Cheverny
"Cheverny smells of old wood and leather and something cooking from somewhere you can't quite locate. It smells lived in, which no other Loire château does."
I drove to Cheverny through the Sologne forest on a grey October morning, following a road that passed through trees and then more trees and eventually came out into a clearing where the château stood: absolutely white, absolutely symmetrical, its classical seventeenth-century facade so perfectly balanced that it looks less like a building someone designed and more like a building that arranged itself out of sheer architectural logic. The formal garden in front is modest by Loire standards. The façade needs no embellishment.
What separates Cheverny from every other major Loire château is that the Hurault family has owned it continuously since 1634. They still live here — in an apartment in the left wing that remains private and closed to visitors. This arrangement is immediately legible when you walk inside. The royal châteaux, even the great ones, feel like well-maintained echoes of something absent. Cheverny feels like a house whose owners have just stepped out. The rooms are furnished with their original contents — Flemish tapestries that have hung on these walls for three hundred years, portraits of family members going back to the seventeenth century, a dining room set with silver and crystal that looks ready to be used rather than admired.

There is a King’s Chamber with a canopied bed and a painted ceiling and walls covered in Persian embroidered silk that a visitor in 1650 would have recognized and found perfectly current. There is a weapons room with an arrangement of muskets and swords that covers an entire wall in a decorative sunburst pattern, which is either menacing or theatrical depending on your perspective. There is a room where the family’s trophy stag heads are displayed with plaques noting the date and location of each hunt — not as a museum piece but as a record of continuing practice. The current viscount still hunts. The dogs are still here.
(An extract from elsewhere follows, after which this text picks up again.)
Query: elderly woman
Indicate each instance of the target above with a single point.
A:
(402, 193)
The kennels — the Orangerie des Chiens — house a pack of seventy French hunting hounds, and at five in the afternoon they are fed. This is not a gimmick: the daily feeding has gone on here for as long as the château has been occupied, and watching it involves standing at a fence while seventy dogs of immaculate breeding charge from their kennel as a collective mass of muscle and noise, fall upon their dinner, and finish in approximately ninety seconds. The silence afterward is remarkable. I was not the only visitor who stood at the fence saying nothing.

Hergé modeled Moulinsart — Tintin’s castle — on Cheverny, and the château leans into this gracefully with a small Tintin museum at the entrance, which is either the most appropriate or most incongruous thing depending on how you feel about Tintin. I found it charming. The connection is real — the same white classical symmetry, the same sense of a house taken seriously by its occupants. The Captain Haddock energy is also present in the hunting room, which I don’t think is accidental.
When to go: April and May for the gardens and spring light on the white facade. September and October for the hunting season energy and a visit that aligns with the domaine’s wine harvest — Cheverny and Cour-Cheverny appellations are produced from the estate vineyards and available at the cave beside the entrance. Avoid peak July and August afternoons; the château is intimate and feels crowded with large groups.